Astronomy Seminars

Machine-learning for stellar spectroscopy: from RAVE to Gaia-RVS & 4MOST

by Dr Guillaume Guiglion (ZAH/ LSW, MPIA)

Europe/Stockholm
FC61 (AlbaNova Main Building)

FC61

AlbaNova Main Building

Description

In this seminar, I will present recent developments in the field of machine-learning applied to stellar spectra in the context of large scale spectroscopic surveys, such as Gaia-ESO and RAVE. I will particularly focus on Gaia DR3, which provided the community with approximately one million RVS spectra covering the CaII triplet region. One third of the spectra have a signal-to-noise ratio from 15 to 25 per pixel. I will demonstrate that precise parametrization can be achieved for such a type of dataset by using machine-learning and the full power of the Gaia data.
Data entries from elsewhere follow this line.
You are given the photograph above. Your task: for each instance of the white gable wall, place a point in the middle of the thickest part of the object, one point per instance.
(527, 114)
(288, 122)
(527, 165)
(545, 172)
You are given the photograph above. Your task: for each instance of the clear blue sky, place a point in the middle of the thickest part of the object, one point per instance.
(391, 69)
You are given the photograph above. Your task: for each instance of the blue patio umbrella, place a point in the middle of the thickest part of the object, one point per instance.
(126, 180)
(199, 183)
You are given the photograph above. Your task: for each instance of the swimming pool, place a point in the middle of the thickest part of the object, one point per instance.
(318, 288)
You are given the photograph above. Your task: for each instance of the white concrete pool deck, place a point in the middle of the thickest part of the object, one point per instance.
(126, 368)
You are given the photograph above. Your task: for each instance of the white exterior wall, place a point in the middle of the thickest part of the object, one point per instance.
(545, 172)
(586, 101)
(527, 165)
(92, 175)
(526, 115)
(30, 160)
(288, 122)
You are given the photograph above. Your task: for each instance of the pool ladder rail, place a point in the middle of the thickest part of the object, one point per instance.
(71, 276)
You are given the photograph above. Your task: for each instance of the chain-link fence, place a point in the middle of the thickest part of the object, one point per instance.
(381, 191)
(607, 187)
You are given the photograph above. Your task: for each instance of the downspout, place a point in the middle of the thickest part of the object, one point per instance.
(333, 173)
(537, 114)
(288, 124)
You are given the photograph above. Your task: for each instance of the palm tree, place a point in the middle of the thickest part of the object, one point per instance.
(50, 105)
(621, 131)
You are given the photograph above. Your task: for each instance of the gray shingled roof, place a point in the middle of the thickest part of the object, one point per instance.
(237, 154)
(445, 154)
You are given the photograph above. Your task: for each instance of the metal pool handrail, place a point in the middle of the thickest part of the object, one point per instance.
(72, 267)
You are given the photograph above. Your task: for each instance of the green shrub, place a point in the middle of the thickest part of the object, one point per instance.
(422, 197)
I will present a new approach in the form of a hybrid Convolutional Neural-Network (CNN) to derive atmospheric parameters (Teff, log(g), and [M/H]) and chemical abundances ([Fe/H] and [α/M]).
Our CNN is designed to effectively combine the Gaia DR3 RVS spectra, photometry (G, Bp, Rp), parallaxes, and XP coefficients and is able to extract additional information from non-spectral inputs to   supplement the limited spectral coverage of the RVS spectra. We manage to characterize the [α/M] − [M/H] bimodality from the inner regions to the outer part of the Milky Way, which has never been characterized using RVS spectra or similar datasets. I will also discuss the benefits of using CNNs for future  large scale spectroscopic surveys such as 4MOST.